研究課題/領域番号 |
16K13285
|
研究機関 | 京都大学 |
研究代表者 |
中山 大将 京都大学, 東南アジア地域研究研究所, 助教 (00582834)
|
研究期間 (年度) |
2016-04-01 – 2019-03-31
|
キーワード | 東アジア / サハリン / 樺太 / 近現代史 / メディア / データベース / 境界地域 |
研究実績の概要 |
平成28年度はパイロット・プロジェクトとしての「サハリン残留日本人歴史情報データ・ベース」の構築を実施する計画であったが、再検討した結果、本DBの基になるデータ群が複雑な構造を持っていることと、一般公開が難しい性格のデータであることを鑑み、パイロット・プロジェクトの対象を『樺太日日新聞』記事DBに変更した。これは、樺太史研究者であれば、各自が自身の研究テーマに沿って自分なりの方式で作成しているはずの記事目録を、統合しDBとして公開することを目指すものである。このような方法を採用したのは、網羅的に記事目録を作るには多大な時間と予算、労力が必要となるが、すでに各研究者が手元に持っているものを統合するのであれば、網羅的ではないものの、その労力を省けると同時に、研究者が保有する研究資源の有効活用を図ることができ、小予算DBのモデルを作れると考えたからである。現在、若手研究者を中心に協力と記事目録の提供を得て、現在2,500件分のフォーマット統一が終わった。

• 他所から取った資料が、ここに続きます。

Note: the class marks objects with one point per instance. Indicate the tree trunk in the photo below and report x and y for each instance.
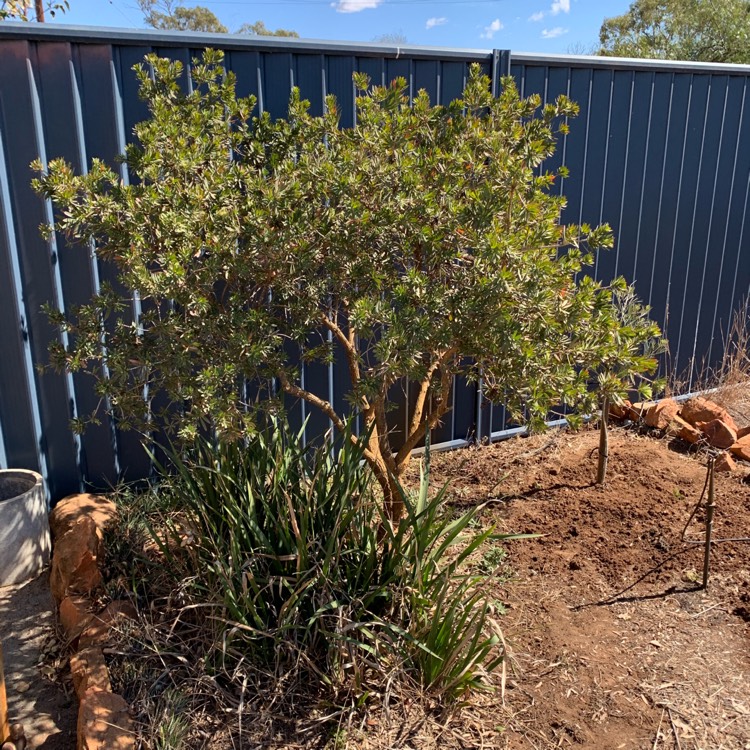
(393, 502)
(601, 472)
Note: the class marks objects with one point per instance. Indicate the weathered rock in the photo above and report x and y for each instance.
(620, 411)
(97, 633)
(741, 448)
(725, 463)
(99, 507)
(678, 427)
(661, 414)
(89, 670)
(718, 433)
(639, 409)
(74, 568)
(74, 615)
(104, 722)
(702, 410)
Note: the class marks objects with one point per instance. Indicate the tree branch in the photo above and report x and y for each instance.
(347, 342)
(325, 407)
(434, 415)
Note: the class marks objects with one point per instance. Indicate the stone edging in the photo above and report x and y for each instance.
(77, 525)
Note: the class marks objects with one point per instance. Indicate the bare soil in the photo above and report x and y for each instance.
(32, 653)
(613, 644)
(610, 641)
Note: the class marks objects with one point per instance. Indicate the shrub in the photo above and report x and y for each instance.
(291, 546)
(422, 244)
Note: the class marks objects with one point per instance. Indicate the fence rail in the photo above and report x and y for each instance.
(660, 150)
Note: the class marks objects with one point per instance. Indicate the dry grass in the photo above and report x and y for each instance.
(729, 380)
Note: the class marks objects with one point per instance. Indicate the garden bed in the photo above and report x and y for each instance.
(596, 665)
(610, 641)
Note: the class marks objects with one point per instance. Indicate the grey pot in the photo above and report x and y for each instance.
(24, 528)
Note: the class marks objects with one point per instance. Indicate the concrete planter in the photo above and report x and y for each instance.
(24, 529)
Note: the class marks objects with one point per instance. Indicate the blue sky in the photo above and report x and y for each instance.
(519, 25)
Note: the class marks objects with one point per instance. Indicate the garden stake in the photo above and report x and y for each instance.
(709, 521)
(4, 728)
(601, 472)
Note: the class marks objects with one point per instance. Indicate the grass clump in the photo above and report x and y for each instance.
(280, 565)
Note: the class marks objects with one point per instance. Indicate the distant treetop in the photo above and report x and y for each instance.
(700, 30)
(172, 15)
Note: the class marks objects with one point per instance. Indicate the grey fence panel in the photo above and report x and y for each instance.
(659, 151)
(37, 259)
(19, 419)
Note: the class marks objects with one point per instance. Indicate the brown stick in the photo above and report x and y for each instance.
(4, 726)
(710, 505)
(601, 472)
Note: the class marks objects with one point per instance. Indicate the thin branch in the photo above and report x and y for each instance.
(434, 416)
(325, 407)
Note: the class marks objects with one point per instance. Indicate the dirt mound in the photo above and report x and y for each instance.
(614, 644)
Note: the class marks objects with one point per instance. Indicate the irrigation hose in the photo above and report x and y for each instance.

また、利用するDBシステム(Myデータべ―ス)についてもマニュアルを取り寄せるなど、準備を順調に進めている。 調査活動としては、国内外でのサハリン・樺太史関係資料の収集に努めたほか、各地の関係研究者や関係団体などと交流し、DBに関する要望や需要の下調べを行なった。 前記の「サハリン残留日本人歴史情報データ・ベース」自体は構築に至れなかったものの、作業段階のデータ・ベースを利用して、2本の論文(論文集)の執筆刊行を行なうことができた。 境界地域史研究という点では、日本台湾学会学術大会では個別報告で、近現代東北アジア地域史研究会研究大会ではシンポジウムで、サハリン島と台湾等についての比較境界地域史研究の成果を報告した。
|
現在までの達成度 (区分) |
現在までの達成度 (区分)
2: おおむね順調に進展している
理由
自己満足に終わらず、関係研究者や団体・個人の需要に合ったDBを、限られた時間と予算のもとで構築するために構想を何度も練り直すことに時間が費やされたが、パイロット・プロジェクトとしてふさわしい『樺太日日新聞』記事DBの構想が固められ、数名の研究者からは賛同とデータの提供を受け、フォーマット統一も順調に遂行している。
|
今後の研究の推進方策 |
パイロット・プロジェクトを完成させることが第一の課題である。パイロット・プロジェクトさえ成功すれば、技術的問題に時間を費やすことはなくなり、なおかつ『樺太日日新聞』記事DBを拡張させる形でメイン・プロジェクト「サハリン島史ミクロ歴史情報データ・ベース」へと移行することが可能である。本研究プロジェクトのみで膨大な歴史資料からDBを網羅的に構築することは困難であるので、本研究プロジェクトの目標点は、DBのサンプルを示し、より大きなプロジェクトなどを通じてDB規模を拡大するための基礎をつくることにある。そのため、基礎構想については今後も丁寧に検討を加えていく。 どのような資料群を対象にしてデータを抽出し、どのようなインタフェースを用いてDBを公開していくのかについては、今後も関係研究者からの需要や意向を調べながら進めていく。また、引き続きDB構築に資する歴史資料の収集も継続する。
|
次年度使用額が生じた理由 |
予定よりも物品購入費、人件費・謝金の使用が少なかった。これは、DBの構想やデータ整理などに予定よりも多くの時間を使ったため、謝金によって実施する作業等やそのための必要物品の購入などの発生が予定よりも減少したためである。
|
次年度使用額の使用計画 |
DB構築のための体制が整いつつあるので、引き続き謝金による作業やそのための必要物品の購入を実施するために、これらの金額を利用する計画である。